The term “assets” refers to things owned by people or entities that have, or are expected to have, economic value. Assets can come in many forms including cash, bank accounts, investments, collectible items, personal possessions, and real property. The value of an individual’s or entity’s assets is offset by the amount of their debts, and comes into play when seeking financing for something, or when the individual dies. To explore this concept, consider the following assets definition.
Definition of Assets
- Anything owned by a person or entity that has, or is expected to have value.
- Items owned that might be converted into cash.
- The total resources of a person or entity, such as cash, securities, accounts receivable, inventory, machinery, fixtures, or real property.
1525-1535 Old French asez (“to have enough”)
What are Assets
In simple terms, assets are a person’s or entity’s valuable possessions. Possessions considered as assets are not always material in nature, but may include investments, patents, and other types of transactions that may have value. Businesses are usually valuated for sale, or for the purpose of obtaining a loan, based on their net worth. The issue of assets also comes into play when an individual dies, leaving his assets to certain beneficiaries through a will, or when the probate court determines how his assets are to be distributed. Most commonly, however, assets are viewed as possessions that can be turned into cash.
Liquid assets are items or transactions that can quickly be converted into cash, if needed, with a minimal impact to the asset’s total value. Liquid assets are generally viewed in the same light as cash, since their value remains substantially the same when sold on the market. In order for an asset to be considered a liquid asset, it must be established on the market, having a large enough base of buyers and sellers to absorb the sale without affecting the asset’s market price.

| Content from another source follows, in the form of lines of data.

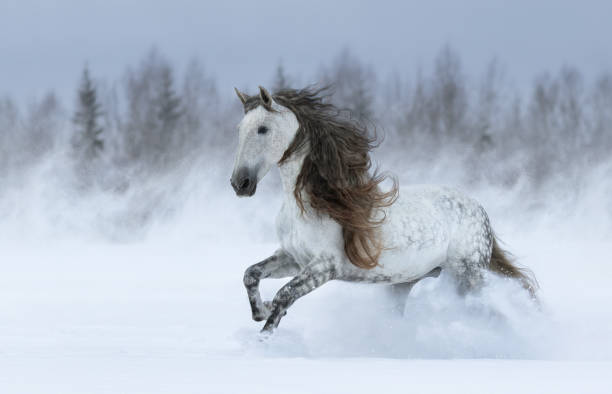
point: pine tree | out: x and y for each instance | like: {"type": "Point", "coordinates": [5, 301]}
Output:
{"type": "Point", "coordinates": [281, 81]}
{"type": "Point", "coordinates": [87, 141]}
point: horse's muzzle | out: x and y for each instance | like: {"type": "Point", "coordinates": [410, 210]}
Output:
{"type": "Point", "coordinates": [244, 182]}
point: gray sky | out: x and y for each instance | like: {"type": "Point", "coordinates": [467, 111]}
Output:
{"type": "Point", "coordinates": [44, 44]}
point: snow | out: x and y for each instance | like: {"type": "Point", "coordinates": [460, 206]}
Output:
{"type": "Point", "coordinates": [166, 312]}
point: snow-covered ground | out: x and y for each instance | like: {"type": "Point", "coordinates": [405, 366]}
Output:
{"type": "Point", "coordinates": [166, 311]}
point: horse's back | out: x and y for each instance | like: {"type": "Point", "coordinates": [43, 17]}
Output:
{"type": "Point", "coordinates": [431, 226]}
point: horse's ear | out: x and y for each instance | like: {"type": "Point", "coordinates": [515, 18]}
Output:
{"type": "Point", "coordinates": [243, 97]}
{"type": "Point", "coordinates": [266, 98]}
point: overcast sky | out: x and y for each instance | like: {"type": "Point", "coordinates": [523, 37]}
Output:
{"type": "Point", "coordinates": [44, 44]}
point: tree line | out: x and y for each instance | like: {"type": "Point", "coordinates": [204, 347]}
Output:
{"type": "Point", "coordinates": [155, 120]}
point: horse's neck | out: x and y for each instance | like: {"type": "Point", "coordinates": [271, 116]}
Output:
{"type": "Point", "coordinates": [289, 172]}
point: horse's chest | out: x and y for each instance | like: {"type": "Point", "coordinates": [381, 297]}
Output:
{"type": "Point", "coordinates": [305, 236]}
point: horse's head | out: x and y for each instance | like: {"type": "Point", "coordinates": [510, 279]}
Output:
{"type": "Point", "coordinates": [265, 133]}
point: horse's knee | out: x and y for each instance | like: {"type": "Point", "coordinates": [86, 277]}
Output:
{"type": "Point", "coordinates": [251, 276]}
{"type": "Point", "coordinates": [283, 298]}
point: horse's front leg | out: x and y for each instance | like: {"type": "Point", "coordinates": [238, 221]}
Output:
{"type": "Point", "coordinates": [314, 275]}
{"type": "Point", "coordinates": [279, 265]}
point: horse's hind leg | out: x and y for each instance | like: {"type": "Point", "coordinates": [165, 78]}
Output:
{"type": "Point", "coordinates": [280, 265]}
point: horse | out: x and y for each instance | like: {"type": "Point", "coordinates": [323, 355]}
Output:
{"type": "Point", "coordinates": [336, 222]}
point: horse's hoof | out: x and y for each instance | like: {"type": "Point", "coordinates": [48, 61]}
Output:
{"type": "Point", "coordinates": [264, 335]}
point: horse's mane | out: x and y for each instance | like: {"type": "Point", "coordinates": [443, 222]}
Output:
{"type": "Point", "coordinates": [335, 174]}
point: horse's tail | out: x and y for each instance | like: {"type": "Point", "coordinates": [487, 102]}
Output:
{"type": "Point", "coordinates": [502, 264]}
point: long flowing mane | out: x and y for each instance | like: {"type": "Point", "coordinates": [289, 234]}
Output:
{"type": "Point", "coordinates": [335, 175]}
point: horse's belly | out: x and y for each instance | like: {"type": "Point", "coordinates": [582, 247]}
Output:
{"type": "Point", "coordinates": [399, 266]}
{"type": "Point", "coordinates": [305, 237]}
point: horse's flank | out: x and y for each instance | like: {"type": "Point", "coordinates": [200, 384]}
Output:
{"type": "Point", "coordinates": [335, 175]}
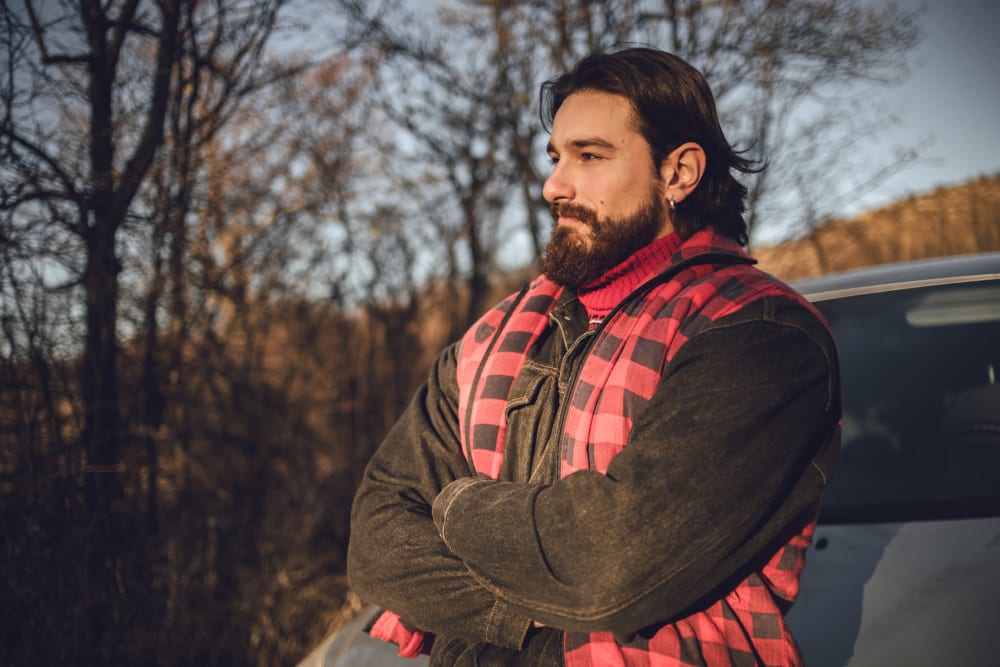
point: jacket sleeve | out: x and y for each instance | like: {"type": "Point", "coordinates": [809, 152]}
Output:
{"type": "Point", "coordinates": [396, 557]}
{"type": "Point", "coordinates": [734, 446]}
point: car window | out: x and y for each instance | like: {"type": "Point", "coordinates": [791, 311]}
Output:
{"type": "Point", "coordinates": [921, 388]}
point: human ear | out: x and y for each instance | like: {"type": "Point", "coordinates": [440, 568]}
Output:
{"type": "Point", "coordinates": [682, 170]}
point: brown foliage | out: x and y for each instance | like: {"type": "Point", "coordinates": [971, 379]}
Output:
{"type": "Point", "coordinates": [949, 221]}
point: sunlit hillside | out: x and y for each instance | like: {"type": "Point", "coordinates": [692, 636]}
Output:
{"type": "Point", "coordinates": [949, 221]}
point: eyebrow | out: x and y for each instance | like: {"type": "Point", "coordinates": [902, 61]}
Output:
{"type": "Point", "coordinates": [580, 144]}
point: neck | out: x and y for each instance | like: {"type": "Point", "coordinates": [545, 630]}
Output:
{"type": "Point", "coordinates": [600, 296]}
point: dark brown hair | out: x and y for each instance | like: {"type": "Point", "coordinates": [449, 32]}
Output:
{"type": "Point", "coordinates": [673, 104]}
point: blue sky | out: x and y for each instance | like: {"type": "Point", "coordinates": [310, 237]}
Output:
{"type": "Point", "coordinates": [952, 97]}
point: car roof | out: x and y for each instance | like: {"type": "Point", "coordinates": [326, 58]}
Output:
{"type": "Point", "coordinates": [902, 275]}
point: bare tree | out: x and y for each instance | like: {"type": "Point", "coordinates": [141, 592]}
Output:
{"type": "Point", "coordinates": [460, 85]}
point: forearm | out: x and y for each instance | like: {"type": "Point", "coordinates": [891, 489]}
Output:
{"type": "Point", "coordinates": [396, 558]}
{"type": "Point", "coordinates": [687, 503]}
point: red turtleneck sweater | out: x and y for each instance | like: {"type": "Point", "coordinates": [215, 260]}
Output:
{"type": "Point", "coordinates": [601, 295]}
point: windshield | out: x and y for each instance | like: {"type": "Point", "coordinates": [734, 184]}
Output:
{"type": "Point", "coordinates": [921, 387]}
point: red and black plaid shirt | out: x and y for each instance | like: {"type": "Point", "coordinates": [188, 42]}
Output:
{"type": "Point", "coordinates": [617, 378]}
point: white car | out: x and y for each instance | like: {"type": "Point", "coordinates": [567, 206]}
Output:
{"type": "Point", "coordinates": [905, 564]}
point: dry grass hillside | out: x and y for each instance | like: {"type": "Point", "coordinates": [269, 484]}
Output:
{"type": "Point", "coordinates": [949, 221]}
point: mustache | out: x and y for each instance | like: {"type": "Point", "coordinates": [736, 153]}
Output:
{"type": "Point", "coordinates": [570, 210]}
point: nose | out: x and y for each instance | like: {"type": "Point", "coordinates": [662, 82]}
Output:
{"type": "Point", "coordinates": [558, 185]}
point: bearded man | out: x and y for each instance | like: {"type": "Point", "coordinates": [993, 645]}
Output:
{"type": "Point", "coordinates": [622, 464]}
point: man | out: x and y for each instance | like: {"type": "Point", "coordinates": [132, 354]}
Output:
{"type": "Point", "coordinates": [622, 464]}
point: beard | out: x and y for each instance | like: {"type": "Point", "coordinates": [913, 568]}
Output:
{"type": "Point", "coordinates": [573, 258]}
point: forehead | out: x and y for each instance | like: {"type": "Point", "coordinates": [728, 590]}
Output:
{"type": "Point", "coordinates": [593, 114]}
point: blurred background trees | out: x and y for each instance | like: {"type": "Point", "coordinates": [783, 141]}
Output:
{"type": "Point", "coordinates": [234, 233]}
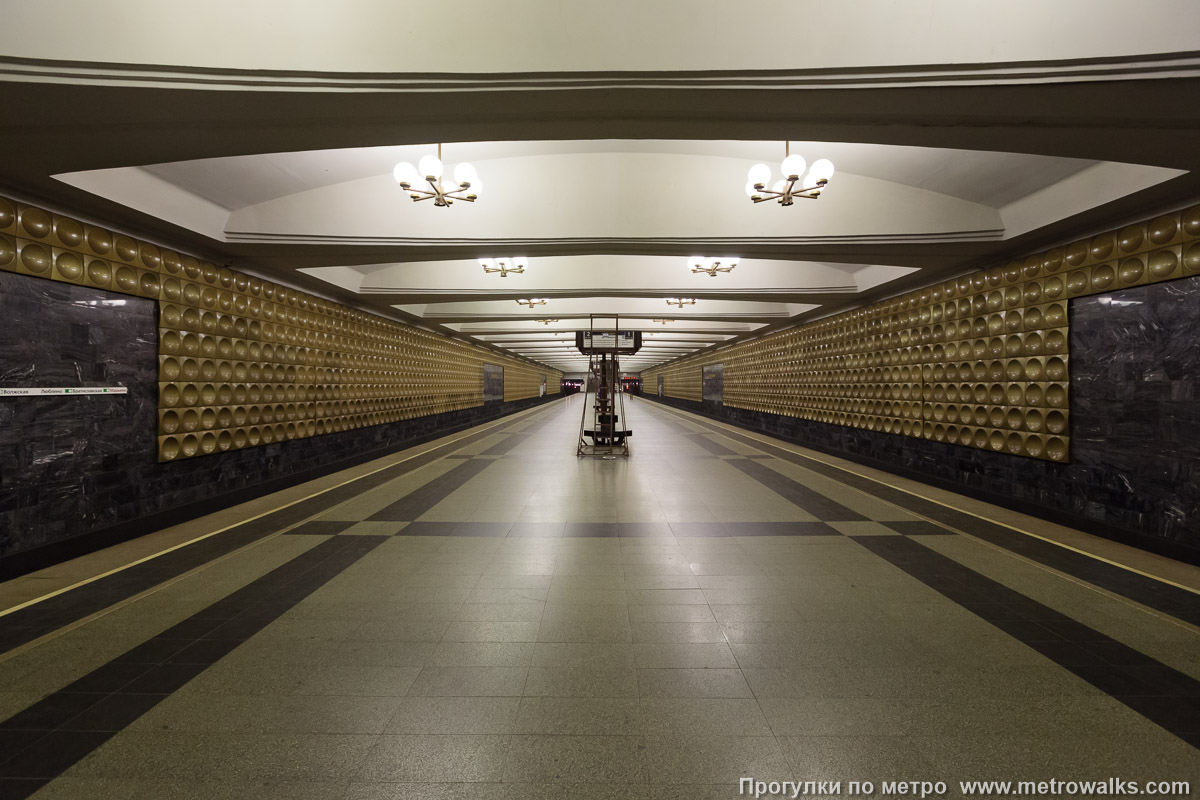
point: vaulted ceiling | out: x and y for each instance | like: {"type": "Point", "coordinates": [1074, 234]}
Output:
{"type": "Point", "coordinates": [613, 143]}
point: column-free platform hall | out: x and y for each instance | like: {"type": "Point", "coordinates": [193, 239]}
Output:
{"type": "Point", "coordinates": [489, 617]}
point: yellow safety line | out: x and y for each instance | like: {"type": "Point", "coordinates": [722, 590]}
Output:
{"type": "Point", "coordinates": [461, 435]}
{"type": "Point", "coordinates": [977, 516]}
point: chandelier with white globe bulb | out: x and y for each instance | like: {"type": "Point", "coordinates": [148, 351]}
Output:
{"type": "Point", "coordinates": [505, 266]}
{"type": "Point", "coordinates": [711, 266]}
{"type": "Point", "coordinates": [790, 186]}
{"type": "Point", "coordinates": [429, 172]}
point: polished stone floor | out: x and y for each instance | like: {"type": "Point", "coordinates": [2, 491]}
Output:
{"type": "Point", "coordinates": [501, 619]}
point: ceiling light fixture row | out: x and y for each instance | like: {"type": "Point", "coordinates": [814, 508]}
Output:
{"type": "Point", "coordinates": [504, 265]}
{"type": "Point", "coordinates": [786, 190]}
{"type": "Point", "coordinates": [430, 170]}
{"type": "Point", "coordinates": [712, 266]}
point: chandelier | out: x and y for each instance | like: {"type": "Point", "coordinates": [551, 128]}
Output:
{"type": "Point", "coordinates": [790, 186]}
{"type": "Point", "coordinates": [429, 170]}
{"type": "Point", "coordinates": [504, 265]}
{"type": "Point", "coordinates": [700, 264]}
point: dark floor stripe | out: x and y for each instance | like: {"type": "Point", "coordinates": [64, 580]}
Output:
{"type": "Point", "coordinates": [48, 615]}
{"type": "Point", "coordinates": [1164, 696]}
{"type": "Point", "coordinates": [1161, 596]}
{"type": "Point", "coordinates": [57, 732]}
{"type": "Point", "coordinates": [418, 501]}
{"type": "Point", "coordinates": [810, 500]}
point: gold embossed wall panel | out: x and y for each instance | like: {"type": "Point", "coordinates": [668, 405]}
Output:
{"type": "Point", "coordinates": [243, 361]}
{"type": "Point", "coordinates": [979, 361]}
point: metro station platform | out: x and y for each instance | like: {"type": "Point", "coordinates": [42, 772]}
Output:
{"type": "Point", "coordinates": [487, 615]}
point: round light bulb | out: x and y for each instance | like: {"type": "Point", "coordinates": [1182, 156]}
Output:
{"type": "Point", "coordinates": [463, 173]}
{"type": "Point", "coordinates": [759, 174]}
{"type": "Point", "coordinates": [821, 170]}
{"type": "Point", "coordinates": [406, 173]}
{"type": "Point", "coordinates": [793, 166]}
{"type": "Point", "coordinates": [430, 166]}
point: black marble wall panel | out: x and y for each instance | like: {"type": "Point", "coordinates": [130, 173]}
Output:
{"type": "Point", "coordinates": [75, 465]}
{"type": "Point", "coordinates": [69, 464]}
{"type": "Point", "coordinates": [1135, 428]}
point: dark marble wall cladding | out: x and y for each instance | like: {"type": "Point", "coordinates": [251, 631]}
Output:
{"type": "Point", "coordinates": [1135, 428]}
{"type": "Point", "coordinates": [76, 465]}
{"type": "Point", "coordinates": [69, 464]}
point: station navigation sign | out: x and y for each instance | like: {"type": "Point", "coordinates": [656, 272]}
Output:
{"type": "Point", "coordinates": [624, 342]}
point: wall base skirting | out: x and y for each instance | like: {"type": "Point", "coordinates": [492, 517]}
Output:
{"type": "Point", "coordinates": [774, 426]}
{"type": "Point", "coordinates": [37, 558]}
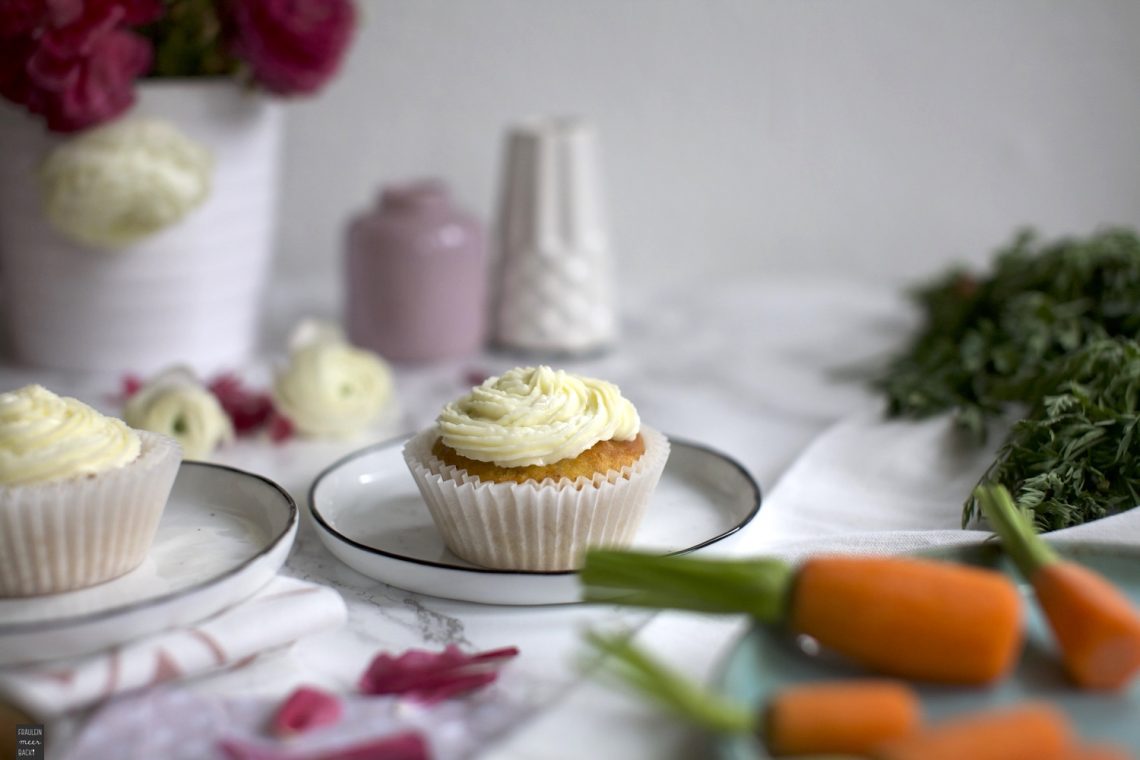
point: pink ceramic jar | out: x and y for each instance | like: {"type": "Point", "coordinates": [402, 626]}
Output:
{"type": "Point", "coordinates": [416, 276]}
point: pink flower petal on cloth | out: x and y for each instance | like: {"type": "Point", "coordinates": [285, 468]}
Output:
{"type": "Point", "coordinates": [430, 677]}
{"type": "Point", "coordinates": [247, 409]}
{"type": "Point", "coordinates": [408, 745]}
{"type": "Point", "coordinates": [306, 709]}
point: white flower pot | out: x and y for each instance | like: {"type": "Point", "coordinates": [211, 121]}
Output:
{"type": "Point", "coordinates": [189, 294]}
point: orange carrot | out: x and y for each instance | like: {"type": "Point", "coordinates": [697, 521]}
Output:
{"type": "Point", "coordinates": [917, 619]}
{"type": "Point", "coordinates": [1099, 752]}
{"type": "Point", "coordinates": [1028, 732]}
{"type": "Point", "coordinates": [1097, 627]}
{"type": "Point", "coordinates": [902, 617]}
{"type": "Point", "coordinates": [841, 717]}
{"type": "Point", "coordinates": [849, 717]}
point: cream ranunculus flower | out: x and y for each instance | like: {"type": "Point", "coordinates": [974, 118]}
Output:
{"type": "Point", "coordinates": [177, 405]}
{"type": "Point", "coordinates": [331, 387]}
{"type": "Point", "coordinates": [117, 184]}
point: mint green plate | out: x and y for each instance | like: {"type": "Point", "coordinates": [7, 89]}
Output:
{"type": "Point", "coordinates": [765, 660]}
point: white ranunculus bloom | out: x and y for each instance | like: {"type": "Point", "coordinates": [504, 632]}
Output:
{"type": "Point", "coordinates": [177, 405]}
{"type": "Point", "coordinates": [117, 184]}
{"type": "Point", "coordinates": [331, 387]}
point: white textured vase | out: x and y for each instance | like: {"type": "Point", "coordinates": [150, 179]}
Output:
{"type": "Point", "coordinates": [189, 294]}
{"type": "Point", "coordinates": [554, 278]}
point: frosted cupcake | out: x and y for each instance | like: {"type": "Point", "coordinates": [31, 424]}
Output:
{"type": "Point", "coordinates": [534, 466]}
{"type": "Point", "coordinates": [80, 493]}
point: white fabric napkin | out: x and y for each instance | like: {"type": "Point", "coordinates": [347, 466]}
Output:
{"type": "Point", "coordinates": [282, 612]}
{"type": "Point", "coordinates": [871, 485]}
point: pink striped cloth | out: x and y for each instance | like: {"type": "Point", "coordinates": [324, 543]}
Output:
{"type": "Point", "coordinates": [282, 612]}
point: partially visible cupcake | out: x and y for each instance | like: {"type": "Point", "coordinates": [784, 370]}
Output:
{"type": "Point", "coordinates": [80, 493]}
{"type": "Point", "coordinates": [534, 466]}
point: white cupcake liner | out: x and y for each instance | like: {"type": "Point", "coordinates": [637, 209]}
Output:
{"type": "Point", "coordinates": [80, 531]}
{"type": "Point", "coordinates": [536, 526]}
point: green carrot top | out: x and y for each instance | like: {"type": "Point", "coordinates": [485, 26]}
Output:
{"type": "Point", "coordinates": [1015, 529]}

Some examples of liquid assets include:
- Government bonds
- Money market account
- Money in a checking or savings account
- Trust funds
- Tax refunds
- Certificates of deposit
- Court settlements
Because liquid assets are items that can quickly be turned into cash, such items as real property, jewelry, collectibles, and cars are not considered to be liquid. This is because it would take time to sell these items, and the value often fluctuates, leaving the possibility of taking a loss if sold in a hurry. For example, if Chris sells his extensive collection of baseball cards on line for quick cash, it is likely that he will receive far less than the true value of the cards.
Tangible assets are things that have material value and are physical in nature. Tangible assets are things that can be seen and touched, and for which the market value can be readily determined. Tangible assets carry the risk of becoming lost or damaged due to accidents, theft, or acts of nature, decreasing or nullifying their value. Examples of this type of asset include real estate, buildings, vehicles, equipment, inventory, precious metals, and even currencies. Tangible assets can be broken down even further into fixed or current tangible assets.
Fixed assets are items owned by an individual or business that will not be sold or consumed within the next year. Fixed assets are generally used to produce income for the individual or entity, making them a necessary part of the income strategy. Some examples of fixed assets include real property, buildings, machinery, and computers.
Current assets are items owned by an individual or business that are expected to be consumed or sold within 12 months. Current assets may be sold or liquidated for cash to pay bills if necessary. Current assets include such items as vehicles, office equipment and supplies, inventory, collectibles, and checking or savings accounts.
Intangible assets are things that are not physical in nature, and are difficult to place a value on. This type of asset is seen more often in relation to businesses. Commonly, these assets are seen in terms of their respective life expectancy, each seen to have a definite or indefinite term of use. Intangible assets include such things as:
- Internet Domain Name
- Company Brand Name
- Brand Recognition
Although intangible assets cannot be seen or touched, they have value. For example, new products introduced by the Pepsi company benefit from the years spent promoting brand recognition. Although brand recognition is not something that can be seen or touched, the Pepsi company would not be nearly as valuable without this company and brand name recognition.
Assets and Liabilities
Assets and liabilities refers to the total of what people own, and what they owe. An individual’s or entity’s net worth is the total amount of the assets owned, minus the total amount of debts incurred. Because assets and liabilities are constantly changing, net worth too is in constant flux, as bills are paid, and new purchases are made. Determining a person’s or entity’s net worth or value, begins by listing all of their assets, including money owed to them, or accounts receivable. Next all of the debts are listed, including accounts payable, and outstanding loans or liens are subtracted from the total assets. The resulting number is the net worth or value of the person or entity.
Common assets and liabilities include:
|Assets (Resources)||Liabilities (Debts)|
|Equipment||Lease Payments or Lease Termination Fees|
|Inventory||Credit Card Debt|
The formula for determining net worth is:
Net Worth = Assets – Liabilities
Related Legal Terms and Issues
- Beneficiary – A person named in a will or trust as the intended recipient of assets or property.
- Probate Court – The section of the judicial system that deals with matters relating to wills, trusts, estates, guardianships, and conservatorships.
- Real Property – Land and property attached or fixed directly to the land, including buildings and structures.